Monday, May 9, 2016

Final Blog Post: What Music Adorno Would Like

NEW POST:

Nature considered as music would manage to avoid the temporal problem that avant-garde has with satisfying Adorno; that avant-garde is only fresh and exciting for the instant it is released and a short while afterwards. Moreover, nature considered as music could potentially battle against reinforcing comfort. Because Adorno despises music that places humanity in a state of regressive listening, I argue that he would enjoy simply listening to the sounds of nature in sequences, which are dependent on a myriad of unpredictable factors like weather and positioning, cannot ever be repeated. It would be as if nature is playing a new song to Adorno every time he tuned into listen.

While I still agree that Adorno would enjoy the sounds of nature as music, I also have to question whether or not Adorno would consider nature as music. Nature does not contain distinct patterned structures and bridges like most popular songs, and it does not understand which certain melodies, chords or sequences of notes generally appease popular crowds.

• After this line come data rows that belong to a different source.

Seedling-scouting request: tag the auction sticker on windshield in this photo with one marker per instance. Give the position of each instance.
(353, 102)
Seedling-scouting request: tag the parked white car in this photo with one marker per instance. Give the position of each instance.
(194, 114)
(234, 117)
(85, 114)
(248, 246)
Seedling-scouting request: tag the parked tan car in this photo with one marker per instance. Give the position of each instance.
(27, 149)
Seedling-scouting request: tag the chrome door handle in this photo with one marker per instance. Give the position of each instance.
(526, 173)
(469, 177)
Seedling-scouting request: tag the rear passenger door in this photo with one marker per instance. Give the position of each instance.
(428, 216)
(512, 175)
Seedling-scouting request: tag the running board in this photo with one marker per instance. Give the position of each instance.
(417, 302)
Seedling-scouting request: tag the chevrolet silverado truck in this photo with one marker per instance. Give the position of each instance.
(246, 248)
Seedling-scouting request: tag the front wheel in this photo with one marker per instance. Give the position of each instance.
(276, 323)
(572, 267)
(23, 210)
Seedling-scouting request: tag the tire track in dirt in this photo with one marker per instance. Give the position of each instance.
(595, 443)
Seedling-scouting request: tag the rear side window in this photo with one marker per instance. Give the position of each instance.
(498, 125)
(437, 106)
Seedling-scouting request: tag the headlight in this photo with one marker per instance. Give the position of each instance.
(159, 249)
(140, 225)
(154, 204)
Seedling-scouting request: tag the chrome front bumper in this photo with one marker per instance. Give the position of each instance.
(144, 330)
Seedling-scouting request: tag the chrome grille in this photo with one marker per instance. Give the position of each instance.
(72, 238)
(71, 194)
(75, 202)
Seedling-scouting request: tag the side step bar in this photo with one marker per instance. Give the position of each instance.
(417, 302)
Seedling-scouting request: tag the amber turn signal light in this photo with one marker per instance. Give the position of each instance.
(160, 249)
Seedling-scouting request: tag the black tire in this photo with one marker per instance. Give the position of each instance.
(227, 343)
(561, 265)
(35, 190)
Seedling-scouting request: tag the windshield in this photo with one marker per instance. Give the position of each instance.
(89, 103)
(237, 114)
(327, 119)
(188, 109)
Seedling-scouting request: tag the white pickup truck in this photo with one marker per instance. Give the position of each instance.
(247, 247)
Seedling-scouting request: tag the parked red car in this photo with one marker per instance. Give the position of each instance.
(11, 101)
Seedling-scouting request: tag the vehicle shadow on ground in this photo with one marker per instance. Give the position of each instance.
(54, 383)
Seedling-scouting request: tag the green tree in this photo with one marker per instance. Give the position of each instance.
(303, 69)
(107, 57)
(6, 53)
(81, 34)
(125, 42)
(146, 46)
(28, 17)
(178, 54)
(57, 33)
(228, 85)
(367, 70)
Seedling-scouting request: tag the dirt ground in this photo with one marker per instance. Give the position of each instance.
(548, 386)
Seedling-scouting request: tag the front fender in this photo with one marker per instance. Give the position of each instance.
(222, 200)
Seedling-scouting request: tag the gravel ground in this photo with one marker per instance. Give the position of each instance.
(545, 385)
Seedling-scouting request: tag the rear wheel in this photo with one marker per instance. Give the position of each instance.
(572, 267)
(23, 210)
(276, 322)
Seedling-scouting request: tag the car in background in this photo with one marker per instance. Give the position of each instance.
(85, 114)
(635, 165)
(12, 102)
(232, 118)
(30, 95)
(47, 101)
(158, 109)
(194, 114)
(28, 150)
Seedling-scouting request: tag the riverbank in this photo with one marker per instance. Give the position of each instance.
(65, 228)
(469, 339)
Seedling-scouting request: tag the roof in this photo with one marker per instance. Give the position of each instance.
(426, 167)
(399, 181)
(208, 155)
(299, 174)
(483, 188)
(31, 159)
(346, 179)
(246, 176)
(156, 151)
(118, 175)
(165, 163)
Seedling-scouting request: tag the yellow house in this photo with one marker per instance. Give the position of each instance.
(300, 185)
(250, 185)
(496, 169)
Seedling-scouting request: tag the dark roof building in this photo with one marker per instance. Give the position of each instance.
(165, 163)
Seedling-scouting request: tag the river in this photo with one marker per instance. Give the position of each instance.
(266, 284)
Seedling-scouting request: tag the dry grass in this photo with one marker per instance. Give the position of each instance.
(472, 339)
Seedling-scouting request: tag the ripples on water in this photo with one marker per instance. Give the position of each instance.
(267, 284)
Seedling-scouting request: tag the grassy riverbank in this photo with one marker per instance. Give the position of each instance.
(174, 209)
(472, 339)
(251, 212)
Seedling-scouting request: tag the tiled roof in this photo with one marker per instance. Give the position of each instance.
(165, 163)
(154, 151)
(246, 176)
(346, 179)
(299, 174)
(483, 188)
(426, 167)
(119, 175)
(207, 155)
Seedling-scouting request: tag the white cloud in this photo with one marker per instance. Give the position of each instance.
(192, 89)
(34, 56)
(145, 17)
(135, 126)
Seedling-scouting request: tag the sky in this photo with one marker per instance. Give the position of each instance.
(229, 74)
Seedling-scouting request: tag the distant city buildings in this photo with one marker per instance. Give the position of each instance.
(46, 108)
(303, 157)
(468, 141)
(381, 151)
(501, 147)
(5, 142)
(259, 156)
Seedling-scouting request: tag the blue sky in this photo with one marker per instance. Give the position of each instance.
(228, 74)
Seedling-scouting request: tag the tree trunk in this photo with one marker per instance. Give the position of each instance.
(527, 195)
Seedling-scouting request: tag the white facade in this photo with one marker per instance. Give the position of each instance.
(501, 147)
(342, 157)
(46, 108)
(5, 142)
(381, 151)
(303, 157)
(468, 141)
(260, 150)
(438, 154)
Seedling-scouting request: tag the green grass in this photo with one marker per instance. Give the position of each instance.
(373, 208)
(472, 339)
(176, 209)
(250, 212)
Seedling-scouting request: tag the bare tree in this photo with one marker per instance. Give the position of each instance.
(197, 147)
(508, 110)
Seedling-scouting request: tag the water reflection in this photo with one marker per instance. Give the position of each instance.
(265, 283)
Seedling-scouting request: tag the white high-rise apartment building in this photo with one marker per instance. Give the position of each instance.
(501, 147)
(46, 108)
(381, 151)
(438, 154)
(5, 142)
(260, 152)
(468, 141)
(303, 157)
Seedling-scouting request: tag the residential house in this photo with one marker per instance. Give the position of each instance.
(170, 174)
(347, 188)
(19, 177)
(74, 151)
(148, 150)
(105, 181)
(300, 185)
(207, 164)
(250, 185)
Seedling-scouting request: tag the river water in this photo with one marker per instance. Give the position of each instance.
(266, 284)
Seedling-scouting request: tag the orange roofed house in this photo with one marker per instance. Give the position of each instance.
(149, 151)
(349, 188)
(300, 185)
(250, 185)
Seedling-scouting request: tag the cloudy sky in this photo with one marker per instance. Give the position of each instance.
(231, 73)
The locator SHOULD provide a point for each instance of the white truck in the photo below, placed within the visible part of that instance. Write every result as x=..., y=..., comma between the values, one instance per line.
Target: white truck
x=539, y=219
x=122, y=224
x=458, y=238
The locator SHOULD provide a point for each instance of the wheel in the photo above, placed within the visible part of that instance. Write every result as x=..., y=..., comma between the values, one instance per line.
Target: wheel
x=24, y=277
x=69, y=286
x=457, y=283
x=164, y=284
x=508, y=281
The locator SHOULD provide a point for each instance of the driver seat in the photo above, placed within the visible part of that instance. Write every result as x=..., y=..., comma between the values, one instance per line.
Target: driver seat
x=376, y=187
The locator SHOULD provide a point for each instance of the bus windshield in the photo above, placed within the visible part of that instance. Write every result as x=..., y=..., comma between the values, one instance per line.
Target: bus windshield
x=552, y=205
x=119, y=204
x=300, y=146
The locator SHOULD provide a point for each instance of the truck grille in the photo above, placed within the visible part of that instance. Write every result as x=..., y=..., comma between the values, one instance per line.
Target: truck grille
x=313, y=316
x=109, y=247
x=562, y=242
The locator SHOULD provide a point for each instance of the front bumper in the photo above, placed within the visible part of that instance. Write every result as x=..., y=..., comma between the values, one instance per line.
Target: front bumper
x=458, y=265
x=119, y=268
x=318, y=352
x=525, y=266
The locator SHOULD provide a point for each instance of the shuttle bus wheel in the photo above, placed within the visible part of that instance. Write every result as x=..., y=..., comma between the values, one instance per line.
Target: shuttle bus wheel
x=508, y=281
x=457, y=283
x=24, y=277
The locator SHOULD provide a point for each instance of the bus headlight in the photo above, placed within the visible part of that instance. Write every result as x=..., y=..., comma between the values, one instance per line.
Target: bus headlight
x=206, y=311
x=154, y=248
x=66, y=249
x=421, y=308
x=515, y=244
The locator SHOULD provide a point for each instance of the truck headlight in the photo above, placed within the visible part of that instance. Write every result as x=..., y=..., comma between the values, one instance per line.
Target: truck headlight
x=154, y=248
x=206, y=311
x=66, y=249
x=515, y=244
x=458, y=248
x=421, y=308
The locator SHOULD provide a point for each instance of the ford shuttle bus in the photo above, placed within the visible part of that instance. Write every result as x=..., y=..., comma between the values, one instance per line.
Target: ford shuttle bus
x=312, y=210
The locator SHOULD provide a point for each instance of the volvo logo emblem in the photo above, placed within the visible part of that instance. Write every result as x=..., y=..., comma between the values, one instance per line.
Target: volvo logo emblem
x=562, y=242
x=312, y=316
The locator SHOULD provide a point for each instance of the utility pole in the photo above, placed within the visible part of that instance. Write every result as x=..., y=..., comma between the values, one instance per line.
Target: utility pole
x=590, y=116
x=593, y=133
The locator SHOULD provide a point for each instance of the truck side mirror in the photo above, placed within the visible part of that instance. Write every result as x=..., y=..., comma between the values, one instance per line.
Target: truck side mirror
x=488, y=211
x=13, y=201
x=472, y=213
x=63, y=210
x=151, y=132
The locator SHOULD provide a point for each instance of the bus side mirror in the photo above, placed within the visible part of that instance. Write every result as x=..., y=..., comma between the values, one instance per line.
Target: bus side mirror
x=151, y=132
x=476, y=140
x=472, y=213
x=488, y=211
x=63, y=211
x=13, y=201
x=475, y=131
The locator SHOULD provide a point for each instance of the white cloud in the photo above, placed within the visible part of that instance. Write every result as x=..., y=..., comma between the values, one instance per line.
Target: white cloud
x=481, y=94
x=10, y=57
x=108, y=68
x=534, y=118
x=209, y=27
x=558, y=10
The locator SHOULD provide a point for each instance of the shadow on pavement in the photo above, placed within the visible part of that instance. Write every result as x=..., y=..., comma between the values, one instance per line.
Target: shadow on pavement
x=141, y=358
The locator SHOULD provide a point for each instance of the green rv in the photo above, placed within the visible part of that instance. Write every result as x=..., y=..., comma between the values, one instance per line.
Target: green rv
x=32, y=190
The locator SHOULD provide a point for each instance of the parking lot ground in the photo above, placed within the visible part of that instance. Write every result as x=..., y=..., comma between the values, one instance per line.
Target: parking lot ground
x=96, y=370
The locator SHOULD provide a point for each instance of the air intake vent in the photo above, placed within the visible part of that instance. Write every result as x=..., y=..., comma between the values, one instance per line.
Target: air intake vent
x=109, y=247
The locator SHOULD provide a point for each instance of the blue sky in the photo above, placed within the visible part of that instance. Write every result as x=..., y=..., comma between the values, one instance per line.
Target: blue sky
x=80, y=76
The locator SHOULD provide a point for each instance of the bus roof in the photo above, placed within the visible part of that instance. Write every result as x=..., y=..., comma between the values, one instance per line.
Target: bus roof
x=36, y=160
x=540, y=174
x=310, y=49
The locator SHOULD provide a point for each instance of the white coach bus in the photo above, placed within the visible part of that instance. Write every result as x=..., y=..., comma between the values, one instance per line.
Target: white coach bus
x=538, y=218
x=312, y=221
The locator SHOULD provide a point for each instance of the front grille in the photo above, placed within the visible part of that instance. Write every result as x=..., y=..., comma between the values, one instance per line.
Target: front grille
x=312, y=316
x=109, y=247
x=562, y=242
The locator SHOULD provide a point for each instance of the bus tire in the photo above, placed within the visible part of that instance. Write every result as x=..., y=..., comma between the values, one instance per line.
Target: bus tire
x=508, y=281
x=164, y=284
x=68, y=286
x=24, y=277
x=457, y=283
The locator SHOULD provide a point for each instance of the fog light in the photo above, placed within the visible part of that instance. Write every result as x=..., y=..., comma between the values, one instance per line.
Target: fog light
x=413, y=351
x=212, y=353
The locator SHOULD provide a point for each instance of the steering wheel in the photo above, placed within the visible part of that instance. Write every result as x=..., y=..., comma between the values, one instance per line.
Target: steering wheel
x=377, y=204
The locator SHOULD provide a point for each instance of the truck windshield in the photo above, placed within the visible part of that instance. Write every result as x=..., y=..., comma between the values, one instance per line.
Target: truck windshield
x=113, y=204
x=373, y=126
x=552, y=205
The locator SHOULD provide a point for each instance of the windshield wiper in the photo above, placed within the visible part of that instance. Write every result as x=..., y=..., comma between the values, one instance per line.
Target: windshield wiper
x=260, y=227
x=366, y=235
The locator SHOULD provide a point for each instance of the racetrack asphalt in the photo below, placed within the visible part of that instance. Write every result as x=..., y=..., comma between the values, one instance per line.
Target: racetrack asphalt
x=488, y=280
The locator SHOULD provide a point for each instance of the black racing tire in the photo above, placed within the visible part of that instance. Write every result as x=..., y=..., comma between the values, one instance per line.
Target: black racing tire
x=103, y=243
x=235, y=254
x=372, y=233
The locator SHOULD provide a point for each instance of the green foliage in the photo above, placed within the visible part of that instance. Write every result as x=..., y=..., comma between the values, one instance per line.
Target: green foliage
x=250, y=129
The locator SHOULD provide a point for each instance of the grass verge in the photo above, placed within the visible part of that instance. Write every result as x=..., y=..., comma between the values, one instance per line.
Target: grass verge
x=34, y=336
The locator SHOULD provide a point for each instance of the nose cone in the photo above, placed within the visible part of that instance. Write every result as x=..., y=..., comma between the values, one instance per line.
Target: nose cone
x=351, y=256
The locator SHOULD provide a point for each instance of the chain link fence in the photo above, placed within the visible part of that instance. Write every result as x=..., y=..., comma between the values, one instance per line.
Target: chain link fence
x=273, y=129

Regardless, I still believe that Adorno would love to listen to the sounds of nature because of the fact that there is absolutely no willed intention behind the sounds that nature “plays”. Adorno despises jazz in particular because of the fact that jazz is deceptive, or at least it attempts to be. His critique of jazz stems from the fact that jazz depicts itself as supposedly improvised, although he believes that any type of performance can be purely improvised. With nature, there is no pre-determined artistic approach that allows for deception. Nature is nature so nature’s sounds are nothing more than nature’s sounds.



OLD POST:

One of the reasons that Adorno dislikes jazz music is because jazz music, regardless of its improvisation, is always formulaic. If we consider the the ordinary sounds happening around us as music, then perhaps music of daily life, as a process, could be considered music that remains outside Adorno's critique. The class silence that makes Professor Naddaff feel uncomfortable and the sounds of papers being passed around in class are not subject to a formulated pattern that appeals to emotion. We do not ask or desire for the natural sounds/music that occurs around us. These sounds/music come in different patterns that make us feel uncomfortable because no pattern is ever predictable and act as a force that helps us realize how to be. Moreover, music as a natural process is similar to air. Both are distributed freely and are not able to be packaged, sold and perpetuated onto others--they are nature itself.